A wasted opportunity
It seems that the Minister and the Committee are unwilling to consider the possibility that the founding premise of the Bill is flawed, despite the many submissions and representations that have been made. This leaves open the question of whether, under pressure of deadlines, the need to save face is driving the process forward. It hardly bears pointing out how damaging this could be for our democratic framework. We face the prospect of creating an electoral system that satisfies nobody. We also face the prospect of this system being challenged and overturned in the Constitutional Court and having to begin the process all over again. It is hard to imagine the reputational harm that will be suffered by Parliament, who will have failed utterly to give effect to the court’s wishes. It is probably already too late for the 2024 election to be held in terms of a new, fair, and constitutional Electoral Act.
Despite the wide clamour for meaningful electoral reform and despite the court’s clear injunction to create a system that fairly incorporates independent candidates, we are no further on. We have wasted the opportunity to give effect to the shared understanding that the 1999 election was an interim system, meant to lead us on to a more inclusive and accountable form of representation.
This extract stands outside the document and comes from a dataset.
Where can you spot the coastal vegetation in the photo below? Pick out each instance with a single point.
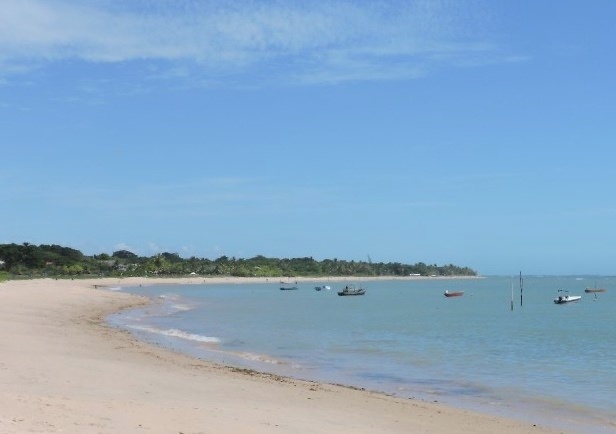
(28, 260)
We cannot now undo the egregious delays, but it is intolerable for us to accept a sub-par and unconstitutional electoral system because we are being held hostage to delays of the government’s own making. The process of electoral reform needs a more urgent inclusive approach with urgency. It is with sadness and disappointment that the voices of only four main political parties are heard and that the voices of other political parties not represented in the Standing Committee of Home Affairs are not heard at all. We challenge all other political structures and political parties not represented in Parliament, now is your time to equip yourselves with the knowledge of what is currently the status of the Bill and to act.
We must discuss each proposed system
This was one of the key pronouncements of the Constitutional Court judgment last week – that the legislative function resides in the hands of Parliament and not the executive. We need to be discussing the various systems that have already been proposed. We need to understand the advantages and drawbacks of each system and reach an outcome where all South Africans feel that they have a real stake in how we elect our members of Parliament.
In the many unanswered letters addressed to the Home Affairs Minister and the Standing Committee, we caution that the current trajectory being followed remains unconstitutional and request an urgent intervention of mediation to prohibit plunging our country into a constitutional crisis.
We remain committed to being a constructive force in fulfilling our role to achieve our mandate of a government represented “by the people, for the people” and the constitutional principle “one seat is equal to one vote.”
We still have a long way to go!
– Dr Michael Louis is the founder of the Independent Candidate Association.